Tattoos

Muttley

Well-known member
why jump to judge someone because of how they look?
It's what we do. It is pre-programmed in us as a survival thing to "fear the other". Tribal.

To take an exaggerated example, would you employ someone with "- - - - cut here ✂️ - - - -"tattoo'd around his neck? Another example it's why Johnson does the "lovable bumbler" routine. It sticks. As I said if you tattoo your arm, leg, rrse or wherever it will not and should not matter to anyone but there are unwritten rules that it is well to be aware of.
 

Billy69_uk

Well-known member
It's what we do. It is pre-programmed in us as a survival thing to "fear the other". Tribal.

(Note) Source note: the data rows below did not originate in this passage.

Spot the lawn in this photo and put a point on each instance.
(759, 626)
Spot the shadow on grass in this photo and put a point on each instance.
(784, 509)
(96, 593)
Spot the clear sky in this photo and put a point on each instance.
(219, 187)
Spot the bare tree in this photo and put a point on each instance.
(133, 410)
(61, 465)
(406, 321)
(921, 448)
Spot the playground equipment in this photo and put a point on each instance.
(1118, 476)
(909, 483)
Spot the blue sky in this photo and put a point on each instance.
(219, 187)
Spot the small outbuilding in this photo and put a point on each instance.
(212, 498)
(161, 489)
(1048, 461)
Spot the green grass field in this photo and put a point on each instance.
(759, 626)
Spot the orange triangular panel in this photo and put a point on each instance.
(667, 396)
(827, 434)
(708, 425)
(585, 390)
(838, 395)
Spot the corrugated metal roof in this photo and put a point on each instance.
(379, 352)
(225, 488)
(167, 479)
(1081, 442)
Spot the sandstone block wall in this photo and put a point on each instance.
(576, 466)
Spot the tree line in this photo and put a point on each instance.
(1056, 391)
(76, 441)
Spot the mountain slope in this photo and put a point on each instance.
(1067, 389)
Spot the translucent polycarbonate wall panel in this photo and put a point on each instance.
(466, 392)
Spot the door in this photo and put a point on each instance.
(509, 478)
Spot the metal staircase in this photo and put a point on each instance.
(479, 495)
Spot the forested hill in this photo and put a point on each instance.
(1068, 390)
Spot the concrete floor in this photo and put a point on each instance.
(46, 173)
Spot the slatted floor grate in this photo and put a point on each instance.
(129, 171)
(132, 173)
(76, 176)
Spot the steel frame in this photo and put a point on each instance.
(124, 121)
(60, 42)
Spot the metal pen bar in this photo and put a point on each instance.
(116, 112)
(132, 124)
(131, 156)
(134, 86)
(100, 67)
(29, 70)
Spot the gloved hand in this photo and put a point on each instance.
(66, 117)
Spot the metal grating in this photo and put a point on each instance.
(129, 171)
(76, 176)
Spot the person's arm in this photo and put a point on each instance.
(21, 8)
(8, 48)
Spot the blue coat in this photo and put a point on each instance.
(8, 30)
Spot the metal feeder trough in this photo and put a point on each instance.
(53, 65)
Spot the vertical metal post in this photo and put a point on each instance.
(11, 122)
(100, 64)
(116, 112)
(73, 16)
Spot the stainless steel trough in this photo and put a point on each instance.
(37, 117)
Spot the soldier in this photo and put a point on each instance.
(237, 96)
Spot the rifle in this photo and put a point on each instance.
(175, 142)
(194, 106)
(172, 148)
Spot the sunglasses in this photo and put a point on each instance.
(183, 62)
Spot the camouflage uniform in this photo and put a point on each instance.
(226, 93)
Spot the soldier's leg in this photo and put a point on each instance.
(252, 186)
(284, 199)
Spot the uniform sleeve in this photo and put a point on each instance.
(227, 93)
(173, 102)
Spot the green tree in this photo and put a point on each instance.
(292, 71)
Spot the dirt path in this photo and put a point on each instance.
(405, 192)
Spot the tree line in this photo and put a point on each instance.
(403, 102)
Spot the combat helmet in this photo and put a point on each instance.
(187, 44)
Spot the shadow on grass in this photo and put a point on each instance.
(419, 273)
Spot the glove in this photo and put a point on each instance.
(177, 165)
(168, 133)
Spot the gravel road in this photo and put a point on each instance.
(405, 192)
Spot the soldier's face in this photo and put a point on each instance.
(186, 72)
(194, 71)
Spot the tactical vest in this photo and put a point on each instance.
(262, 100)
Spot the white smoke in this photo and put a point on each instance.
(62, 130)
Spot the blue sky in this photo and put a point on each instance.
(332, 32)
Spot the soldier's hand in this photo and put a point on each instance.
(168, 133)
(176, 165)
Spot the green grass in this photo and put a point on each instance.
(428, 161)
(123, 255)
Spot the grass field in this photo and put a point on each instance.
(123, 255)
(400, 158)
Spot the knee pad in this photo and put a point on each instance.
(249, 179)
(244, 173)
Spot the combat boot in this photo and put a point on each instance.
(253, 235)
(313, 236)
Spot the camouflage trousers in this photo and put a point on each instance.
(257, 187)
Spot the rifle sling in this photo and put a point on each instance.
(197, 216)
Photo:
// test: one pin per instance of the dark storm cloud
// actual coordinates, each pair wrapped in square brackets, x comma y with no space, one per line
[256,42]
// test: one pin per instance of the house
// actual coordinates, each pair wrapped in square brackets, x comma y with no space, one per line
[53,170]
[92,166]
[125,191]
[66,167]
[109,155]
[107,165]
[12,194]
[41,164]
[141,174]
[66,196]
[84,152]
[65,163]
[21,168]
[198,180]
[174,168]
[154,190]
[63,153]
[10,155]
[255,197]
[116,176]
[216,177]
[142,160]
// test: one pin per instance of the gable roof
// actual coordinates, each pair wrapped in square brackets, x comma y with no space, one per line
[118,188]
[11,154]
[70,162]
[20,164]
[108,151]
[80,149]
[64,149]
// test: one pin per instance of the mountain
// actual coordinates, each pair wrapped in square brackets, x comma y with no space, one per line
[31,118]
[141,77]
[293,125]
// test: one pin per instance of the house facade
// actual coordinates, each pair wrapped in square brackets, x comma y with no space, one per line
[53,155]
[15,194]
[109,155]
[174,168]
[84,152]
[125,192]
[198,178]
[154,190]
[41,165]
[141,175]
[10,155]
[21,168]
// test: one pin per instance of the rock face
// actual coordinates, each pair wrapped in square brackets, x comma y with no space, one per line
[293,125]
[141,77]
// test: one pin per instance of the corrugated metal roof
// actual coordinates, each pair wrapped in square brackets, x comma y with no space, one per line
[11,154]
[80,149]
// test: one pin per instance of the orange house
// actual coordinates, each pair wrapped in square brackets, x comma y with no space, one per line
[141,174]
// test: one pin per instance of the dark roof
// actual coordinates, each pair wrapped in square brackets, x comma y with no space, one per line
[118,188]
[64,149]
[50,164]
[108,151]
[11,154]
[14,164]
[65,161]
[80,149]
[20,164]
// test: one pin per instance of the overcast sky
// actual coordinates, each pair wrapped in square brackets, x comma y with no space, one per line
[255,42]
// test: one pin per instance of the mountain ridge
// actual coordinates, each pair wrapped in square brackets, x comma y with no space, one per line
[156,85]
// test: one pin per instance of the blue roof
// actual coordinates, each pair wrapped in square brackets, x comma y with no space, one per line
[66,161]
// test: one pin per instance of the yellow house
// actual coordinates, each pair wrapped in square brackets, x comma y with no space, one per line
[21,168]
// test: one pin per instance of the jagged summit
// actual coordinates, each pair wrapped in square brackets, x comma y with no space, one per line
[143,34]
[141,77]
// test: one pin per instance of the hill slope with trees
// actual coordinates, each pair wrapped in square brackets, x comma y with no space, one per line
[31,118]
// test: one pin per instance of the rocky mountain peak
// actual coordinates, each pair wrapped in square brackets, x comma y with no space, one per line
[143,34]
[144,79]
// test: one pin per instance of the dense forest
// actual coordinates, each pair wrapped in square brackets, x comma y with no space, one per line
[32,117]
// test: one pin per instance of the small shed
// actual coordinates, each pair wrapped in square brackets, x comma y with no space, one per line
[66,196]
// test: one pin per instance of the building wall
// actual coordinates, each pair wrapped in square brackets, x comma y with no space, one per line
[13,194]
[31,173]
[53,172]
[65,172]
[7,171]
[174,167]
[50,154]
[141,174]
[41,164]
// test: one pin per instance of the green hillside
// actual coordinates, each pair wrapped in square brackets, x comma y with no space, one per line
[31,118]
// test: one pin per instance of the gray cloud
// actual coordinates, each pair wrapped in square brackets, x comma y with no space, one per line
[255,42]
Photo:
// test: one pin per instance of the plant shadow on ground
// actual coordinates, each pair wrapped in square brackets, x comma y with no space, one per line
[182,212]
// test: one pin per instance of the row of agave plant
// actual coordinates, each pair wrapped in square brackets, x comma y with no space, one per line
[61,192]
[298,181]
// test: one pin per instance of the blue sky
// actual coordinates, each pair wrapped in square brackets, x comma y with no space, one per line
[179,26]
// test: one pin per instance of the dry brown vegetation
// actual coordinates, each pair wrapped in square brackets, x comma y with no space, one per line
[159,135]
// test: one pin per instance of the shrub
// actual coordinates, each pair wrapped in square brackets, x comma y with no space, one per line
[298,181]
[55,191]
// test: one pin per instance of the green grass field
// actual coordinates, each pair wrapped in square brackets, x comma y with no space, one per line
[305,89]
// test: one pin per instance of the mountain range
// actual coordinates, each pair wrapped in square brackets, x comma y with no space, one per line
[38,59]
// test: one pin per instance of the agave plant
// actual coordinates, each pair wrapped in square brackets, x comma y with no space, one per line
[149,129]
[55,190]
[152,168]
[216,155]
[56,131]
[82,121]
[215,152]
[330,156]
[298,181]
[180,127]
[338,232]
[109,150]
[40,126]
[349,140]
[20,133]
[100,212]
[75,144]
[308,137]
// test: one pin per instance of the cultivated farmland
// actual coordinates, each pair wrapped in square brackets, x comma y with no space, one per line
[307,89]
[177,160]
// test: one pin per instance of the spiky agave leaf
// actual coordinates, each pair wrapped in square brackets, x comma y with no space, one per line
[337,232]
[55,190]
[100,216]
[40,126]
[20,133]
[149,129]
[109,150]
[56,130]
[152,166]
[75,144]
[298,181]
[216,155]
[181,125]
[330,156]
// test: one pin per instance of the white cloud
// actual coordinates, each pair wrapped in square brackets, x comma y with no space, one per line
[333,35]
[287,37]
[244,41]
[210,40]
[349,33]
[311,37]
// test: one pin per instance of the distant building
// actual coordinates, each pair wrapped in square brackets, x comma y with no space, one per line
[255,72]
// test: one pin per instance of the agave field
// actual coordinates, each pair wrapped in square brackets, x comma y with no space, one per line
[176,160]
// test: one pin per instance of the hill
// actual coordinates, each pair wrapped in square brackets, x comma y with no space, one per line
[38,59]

To take an exaggerated example, would you employ someone with "- - - - cut here ✂️ - - - -"tattoo'd around his neck? Another example it's why Johnson does the "lovable bumbler" routine. It sticks. As I said if you tattoo your arm, leg, rrse or wherever it will not and should not matter to anyone but there are unwritten rules that it is well to be aware of.
you are of course 100% correct, but in jumping to those biases, both the individual being judged and the person doing the judging are being put at a disadvantage.

not so long ago it was professionally frowned upon for men to not wear ties in the office, or for their to be women in professional roles. Times changes, and if we dont change with them, we run the risk of getting left behind.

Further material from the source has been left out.